Over the last five years, not-for-profit organisation Uniting WA has extended its offering towards a values-focus disability service delivery model to live up to the value of inclusivity of all people, beyond providing individual support, domestic and social support, shared accommodation, and carer and mental health support. 

“People with disability were seen as needing to be taken care of and protected from the world.
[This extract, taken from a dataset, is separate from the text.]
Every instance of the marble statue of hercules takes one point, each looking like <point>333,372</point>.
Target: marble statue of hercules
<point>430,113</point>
While well-intentioned, there were few opportunities for people with disability to participate in the mainstream community,” Uniting WA Co-CEO Michael Chester said.
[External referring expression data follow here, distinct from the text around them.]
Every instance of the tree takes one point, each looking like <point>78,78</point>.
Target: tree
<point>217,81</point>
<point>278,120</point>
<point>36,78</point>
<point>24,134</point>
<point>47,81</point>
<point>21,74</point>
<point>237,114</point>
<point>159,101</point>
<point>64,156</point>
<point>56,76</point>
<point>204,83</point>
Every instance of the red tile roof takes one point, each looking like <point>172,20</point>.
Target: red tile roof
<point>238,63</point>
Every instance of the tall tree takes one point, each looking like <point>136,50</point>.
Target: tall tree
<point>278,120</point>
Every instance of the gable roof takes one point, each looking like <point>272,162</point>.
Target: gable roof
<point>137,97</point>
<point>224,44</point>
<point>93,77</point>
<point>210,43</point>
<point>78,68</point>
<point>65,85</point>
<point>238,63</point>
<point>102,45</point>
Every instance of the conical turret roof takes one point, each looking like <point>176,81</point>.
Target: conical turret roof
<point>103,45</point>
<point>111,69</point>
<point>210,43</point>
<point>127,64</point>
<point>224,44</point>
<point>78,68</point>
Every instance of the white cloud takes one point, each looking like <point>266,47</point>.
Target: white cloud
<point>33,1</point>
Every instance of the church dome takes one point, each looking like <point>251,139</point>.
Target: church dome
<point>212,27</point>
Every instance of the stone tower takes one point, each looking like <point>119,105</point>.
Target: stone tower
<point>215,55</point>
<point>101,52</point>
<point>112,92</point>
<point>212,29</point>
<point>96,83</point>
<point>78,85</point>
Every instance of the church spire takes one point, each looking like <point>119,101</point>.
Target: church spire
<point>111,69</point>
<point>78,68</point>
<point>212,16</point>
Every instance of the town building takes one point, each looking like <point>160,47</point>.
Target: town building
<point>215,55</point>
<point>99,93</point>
Several years ago, the typical types of support for a person with disability might have looked like a support worker taking them out for a movie or taking them bowling or maybe for a scenic drive.

Today, participants are being supported to start their own microbusiness, record their own original music, learn how to manage the Perth rail system, or grow their own veggie garden and cook for themselves.
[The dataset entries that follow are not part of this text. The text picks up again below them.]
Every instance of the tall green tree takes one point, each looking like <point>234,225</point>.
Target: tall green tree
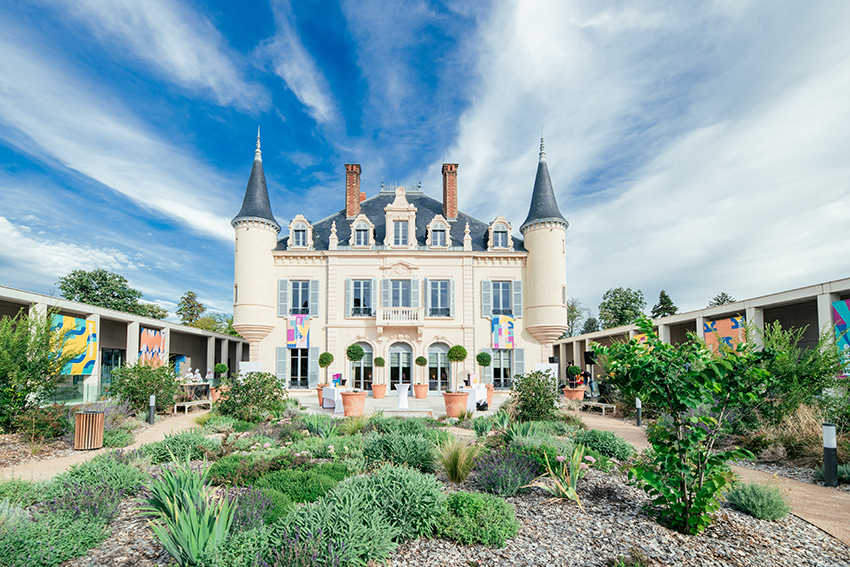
<point>664,307</point>
<point>32,356</point>
<point>721,299</point>
<point>190,309</point>
<point>621,306</point>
“Our belief is that people with disability should be included in all aspects of community life, and that was not consistent with the closed group supports we delivered,” Mr Chester said.

In 2020, Uniting WA made a decision to close its social groups in favour of individualised personal support tailored to meet the needs and goals of the people it supports. “We chose to understand and deliver services according to a model that valued the social and rights model of disability support,” he said.

Uniting WA emphasises the importance of creating more opportunities for people with disability to call the shots in their own life while focusing on all-abilities rather than disability. “Our team adopts a strengths-based approach, which means that we focus on all the things people can do, rather than the things they cannot do,” Uniting WA Co-CEO Jen Park said.

To deliver on this vision, Uniting WA committed to training and upskilling team members, offering staff training around consent processes and professional boundaries. The charity also consults with Befriend, a Perth-based non-profit social enterprise supporting people with disability to integrate into the community.


“Uniting WA support workers take the time to get to know participants and their life story, their beliefs and values.

The process puts the participants at the centre of all decisions made about the support they receive to build the capacity and resilience needed to continue on a personal recovery journey,” Ms Park said.

Uniting WA provides disability services in five key avenues, including community access, supported independent living, host families, behaviour support, and mental health support.

Over the past year, Uniting WA’s individualised services pathway has included more than 134,000 hours of NDIS support delivered and 165 participants in NDIS services. It also launched a 15-module NDIS quality and safeguarding learning pathway to merge compliance and best practice training across the individualised services team.

Two supported independent living properties in Willagee and Ballajura were renovated and refurbished during the year to improve accessibility and functionality for residents.

The charity also launched a stakeholder reference group which reaches out to participants of disability services and gathers their feedback to shape and inform its service delivery. “This is the kind of framework that allows Uniting WA to know that we are listening to people with disability and empowering them to shape the services they want to receive or how they want to be supported,” Ms Park said.

“People with disability and mental health are included in all aspects of community life and feel a deep sense of belonging. They have natural support networks and their choices are supported and respected to ensure they are living a life that is meaningful and purposeful for them,” she added.